Pourquoi avoir rétabli le 90 km/h en Ardèche ?

L’Ardèche est un territoire rural par essence : pas d’aéroport, pas d’autoroute, pas de train de voyageurs. Notre besoin en véhicules est vital, et 85 % des Ardéchois ont au moins un véhicule. Certains font entre 30 et 50 kilomètres par jour pour aller au travail. Le retour à 90 km/h, c’était une promesse de campagne. Il est important de tenir ses engagements par rapport à la parole publique.

Quel bilan tirez-vous du passage au 80 km/h ?

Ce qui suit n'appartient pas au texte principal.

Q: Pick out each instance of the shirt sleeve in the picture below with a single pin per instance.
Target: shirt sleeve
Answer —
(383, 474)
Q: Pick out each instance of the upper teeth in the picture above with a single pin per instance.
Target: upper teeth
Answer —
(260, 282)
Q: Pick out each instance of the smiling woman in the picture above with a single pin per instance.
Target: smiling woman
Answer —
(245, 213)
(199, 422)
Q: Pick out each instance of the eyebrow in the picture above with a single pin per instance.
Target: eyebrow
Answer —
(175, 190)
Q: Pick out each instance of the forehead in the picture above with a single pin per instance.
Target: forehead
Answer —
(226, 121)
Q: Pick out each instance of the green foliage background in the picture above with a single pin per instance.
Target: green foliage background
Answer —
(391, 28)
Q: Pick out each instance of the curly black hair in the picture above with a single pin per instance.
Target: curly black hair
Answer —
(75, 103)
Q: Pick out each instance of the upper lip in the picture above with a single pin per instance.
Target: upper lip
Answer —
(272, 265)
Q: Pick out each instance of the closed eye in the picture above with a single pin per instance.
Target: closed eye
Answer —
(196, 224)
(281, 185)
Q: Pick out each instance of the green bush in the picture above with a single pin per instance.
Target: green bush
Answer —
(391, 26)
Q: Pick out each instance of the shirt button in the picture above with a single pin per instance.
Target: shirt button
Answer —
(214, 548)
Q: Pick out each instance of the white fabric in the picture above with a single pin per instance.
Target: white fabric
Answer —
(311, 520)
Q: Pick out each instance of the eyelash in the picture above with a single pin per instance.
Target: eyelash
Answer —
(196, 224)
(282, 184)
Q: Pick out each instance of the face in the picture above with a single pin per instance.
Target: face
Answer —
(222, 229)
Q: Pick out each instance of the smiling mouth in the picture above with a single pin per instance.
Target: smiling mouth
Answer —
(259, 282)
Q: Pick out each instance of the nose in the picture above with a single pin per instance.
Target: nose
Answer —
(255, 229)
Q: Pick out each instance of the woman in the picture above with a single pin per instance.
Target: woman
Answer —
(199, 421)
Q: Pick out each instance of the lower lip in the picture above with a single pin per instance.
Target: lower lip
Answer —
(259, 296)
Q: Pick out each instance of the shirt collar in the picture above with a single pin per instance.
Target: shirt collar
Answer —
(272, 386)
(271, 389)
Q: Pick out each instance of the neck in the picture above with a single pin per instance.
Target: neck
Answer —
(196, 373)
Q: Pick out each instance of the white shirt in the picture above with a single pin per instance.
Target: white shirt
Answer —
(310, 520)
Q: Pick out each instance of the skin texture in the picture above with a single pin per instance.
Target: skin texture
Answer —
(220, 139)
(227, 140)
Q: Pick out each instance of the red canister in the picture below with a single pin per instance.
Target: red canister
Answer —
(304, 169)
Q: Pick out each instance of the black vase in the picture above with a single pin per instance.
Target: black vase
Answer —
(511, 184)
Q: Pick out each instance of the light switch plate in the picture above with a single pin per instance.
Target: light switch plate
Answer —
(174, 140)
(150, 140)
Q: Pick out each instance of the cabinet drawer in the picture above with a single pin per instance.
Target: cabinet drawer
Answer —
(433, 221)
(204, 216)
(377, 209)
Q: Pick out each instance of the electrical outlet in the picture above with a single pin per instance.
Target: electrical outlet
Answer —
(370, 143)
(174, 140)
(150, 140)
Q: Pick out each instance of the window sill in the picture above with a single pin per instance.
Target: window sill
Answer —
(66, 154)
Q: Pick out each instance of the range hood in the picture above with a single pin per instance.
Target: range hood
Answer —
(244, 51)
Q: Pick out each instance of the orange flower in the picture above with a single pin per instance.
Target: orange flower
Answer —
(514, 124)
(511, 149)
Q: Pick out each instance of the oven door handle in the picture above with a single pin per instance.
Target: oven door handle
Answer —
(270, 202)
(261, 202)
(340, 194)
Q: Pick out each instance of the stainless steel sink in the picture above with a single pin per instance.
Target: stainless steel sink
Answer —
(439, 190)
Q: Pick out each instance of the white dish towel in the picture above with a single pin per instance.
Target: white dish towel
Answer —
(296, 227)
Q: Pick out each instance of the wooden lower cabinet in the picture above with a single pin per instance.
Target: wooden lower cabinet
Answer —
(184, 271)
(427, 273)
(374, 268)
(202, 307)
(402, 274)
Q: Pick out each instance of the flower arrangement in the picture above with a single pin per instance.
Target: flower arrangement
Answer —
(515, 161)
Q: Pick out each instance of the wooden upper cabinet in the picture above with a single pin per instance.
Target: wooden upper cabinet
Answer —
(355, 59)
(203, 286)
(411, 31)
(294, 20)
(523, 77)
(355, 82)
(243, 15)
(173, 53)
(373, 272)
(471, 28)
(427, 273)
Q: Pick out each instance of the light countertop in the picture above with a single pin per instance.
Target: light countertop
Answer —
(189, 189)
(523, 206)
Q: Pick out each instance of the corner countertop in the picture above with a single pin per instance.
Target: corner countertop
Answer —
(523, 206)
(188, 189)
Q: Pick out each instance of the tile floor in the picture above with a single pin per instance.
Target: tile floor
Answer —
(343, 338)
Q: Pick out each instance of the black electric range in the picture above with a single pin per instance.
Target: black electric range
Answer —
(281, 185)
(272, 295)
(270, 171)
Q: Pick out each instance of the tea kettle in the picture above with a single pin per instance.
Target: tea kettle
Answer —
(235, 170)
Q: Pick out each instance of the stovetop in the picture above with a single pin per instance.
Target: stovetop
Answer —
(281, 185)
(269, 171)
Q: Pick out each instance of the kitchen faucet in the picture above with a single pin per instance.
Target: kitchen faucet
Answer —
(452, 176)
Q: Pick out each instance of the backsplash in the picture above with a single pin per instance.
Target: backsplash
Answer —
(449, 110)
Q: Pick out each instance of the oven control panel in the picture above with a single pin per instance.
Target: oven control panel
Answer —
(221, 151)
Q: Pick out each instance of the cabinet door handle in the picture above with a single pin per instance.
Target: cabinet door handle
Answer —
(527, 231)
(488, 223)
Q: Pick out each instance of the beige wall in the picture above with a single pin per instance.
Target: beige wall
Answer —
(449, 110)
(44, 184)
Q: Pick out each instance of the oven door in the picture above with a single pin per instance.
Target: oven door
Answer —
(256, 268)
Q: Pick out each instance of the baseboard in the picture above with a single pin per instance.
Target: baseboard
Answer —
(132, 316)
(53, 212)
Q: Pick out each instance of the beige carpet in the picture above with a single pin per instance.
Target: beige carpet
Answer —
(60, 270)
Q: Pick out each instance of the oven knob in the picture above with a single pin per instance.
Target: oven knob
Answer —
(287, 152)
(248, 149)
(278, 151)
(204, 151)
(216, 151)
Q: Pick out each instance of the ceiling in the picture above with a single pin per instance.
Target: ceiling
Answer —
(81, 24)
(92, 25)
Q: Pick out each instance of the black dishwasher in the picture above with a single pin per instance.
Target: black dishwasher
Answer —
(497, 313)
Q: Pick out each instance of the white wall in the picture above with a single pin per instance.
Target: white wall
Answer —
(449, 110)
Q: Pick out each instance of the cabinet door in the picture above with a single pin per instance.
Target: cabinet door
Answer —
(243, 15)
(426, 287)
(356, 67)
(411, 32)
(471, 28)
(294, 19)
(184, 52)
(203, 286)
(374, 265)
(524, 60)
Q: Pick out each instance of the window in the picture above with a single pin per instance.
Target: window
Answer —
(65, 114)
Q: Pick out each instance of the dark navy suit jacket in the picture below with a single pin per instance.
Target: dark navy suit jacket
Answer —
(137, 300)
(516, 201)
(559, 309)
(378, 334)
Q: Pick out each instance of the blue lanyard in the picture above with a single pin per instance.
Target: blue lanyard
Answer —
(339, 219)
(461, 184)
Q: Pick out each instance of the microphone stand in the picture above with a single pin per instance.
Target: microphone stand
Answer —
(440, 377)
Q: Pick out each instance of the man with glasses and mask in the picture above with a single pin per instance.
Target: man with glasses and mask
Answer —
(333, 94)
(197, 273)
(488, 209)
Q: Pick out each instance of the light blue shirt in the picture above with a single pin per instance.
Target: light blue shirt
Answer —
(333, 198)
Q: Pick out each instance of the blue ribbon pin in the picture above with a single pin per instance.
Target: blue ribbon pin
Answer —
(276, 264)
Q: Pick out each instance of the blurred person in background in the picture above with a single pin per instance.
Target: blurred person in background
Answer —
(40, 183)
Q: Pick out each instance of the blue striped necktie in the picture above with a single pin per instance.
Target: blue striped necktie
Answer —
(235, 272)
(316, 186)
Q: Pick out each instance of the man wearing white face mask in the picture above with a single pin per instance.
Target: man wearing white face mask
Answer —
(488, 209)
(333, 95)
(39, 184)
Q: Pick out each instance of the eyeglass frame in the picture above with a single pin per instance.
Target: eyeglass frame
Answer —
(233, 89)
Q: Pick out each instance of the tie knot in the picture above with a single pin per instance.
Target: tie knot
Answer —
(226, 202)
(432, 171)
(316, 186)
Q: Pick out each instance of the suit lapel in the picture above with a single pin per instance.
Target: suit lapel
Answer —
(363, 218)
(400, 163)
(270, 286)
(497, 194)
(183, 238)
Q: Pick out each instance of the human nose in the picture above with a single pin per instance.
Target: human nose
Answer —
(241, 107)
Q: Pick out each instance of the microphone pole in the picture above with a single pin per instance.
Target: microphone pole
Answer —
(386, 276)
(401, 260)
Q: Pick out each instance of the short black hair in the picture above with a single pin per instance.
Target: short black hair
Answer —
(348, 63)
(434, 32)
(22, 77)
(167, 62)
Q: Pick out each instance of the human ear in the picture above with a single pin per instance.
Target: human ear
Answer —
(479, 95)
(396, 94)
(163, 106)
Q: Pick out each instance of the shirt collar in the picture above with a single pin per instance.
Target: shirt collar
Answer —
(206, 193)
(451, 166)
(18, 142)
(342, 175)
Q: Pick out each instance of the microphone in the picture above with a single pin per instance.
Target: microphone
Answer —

Il est assez fluctuant. Mon prédécesseur, par obligation gouvernementale, avait passé le réseau à 80 km/h. On a eu un pic de 26 morts juste après, ce qui est toujours trop. Mais ces décès étaient liés principalement à la prise de stupéfiants et à l’alcool, pas à la vitesse. Quand nous sommes passés à 90 km/h, on a eu 24 morts.  Quand on en parle avec les services de l’État, notamment les gendarmes ou la police, ceux dont la mort était liée à la vitesse n’étaient pas à 90, mais à 120 ou 140 km/h. Si on doit revenir sur notre volonté politique de ramener le réseau à 90, c’est avant tout pour laisser respirer nos territoires. Cette vision du 80 km/h est très parisienne et déconnectée de nos réalités. La politique de sécurité routière doit s’adapter aux réalités de terrain.

Est-ce que ça a été compliqué de repasser à 90 km/h ?

Nous avons subi beaucoup de pression, à commencer de la part des services de l’État. Ils nous ont menacés d’éventuels recours d’associations, nous disant « de toute façon, vous ne repasserez pas tout le département à 90 ». Je leur ai répondu : « Vous pouvez faire ce que vous voulez, votre avis est consultatif, notre décision est prise. » Nous avons monté un dossier béton, avec mon vice-président Jean-Paul Vallon, et nous avons identifié 172 portions accidentogènes sur les 3 800 kilomètres de voiries. Ces 600 kilomètres de portions accidentogènes sont restées à une limitation inférieure, car de toute façon, on ne roulera jamais à 90, ni à 80, ni à 70 sur ces portions.

Sur quels soutiens vous êtes-vous appuyé ?

D’abord, sur la connaissance de nos routes et nos investissements. Ensuite, sur l’opinion publique : 75 à 76 % des Ardéchois étaient favorables au retour au 90. Même les routiers se plaignaient du 80, qui créait des bouchons et empêchait les dépassements sécurisés.

Est-ce que vous pensez qu’il est préférable pour un département, pour la compréhension des automobilistes, de repasser tout son réseau à 90 plutôt que des portions ?

Bien sûr. Sur le comportement des usagers, c’est fondamental. Il y a la lisibilité : on ne peut pas continuer à avoir un département avec des zones à 30, 50, 70, 80, 90, 110… On n’y comprend rien. Les spécialistes sont clairs sur le sujet : avoir des paliers de 20 km/h, ça permet d’avoir une vraie vision des choses et une compréhension du territoire. Ça coûte aussi moins cher de tout passer à 90, car on a juste les panneaux à l’entrée et à la sortie du département.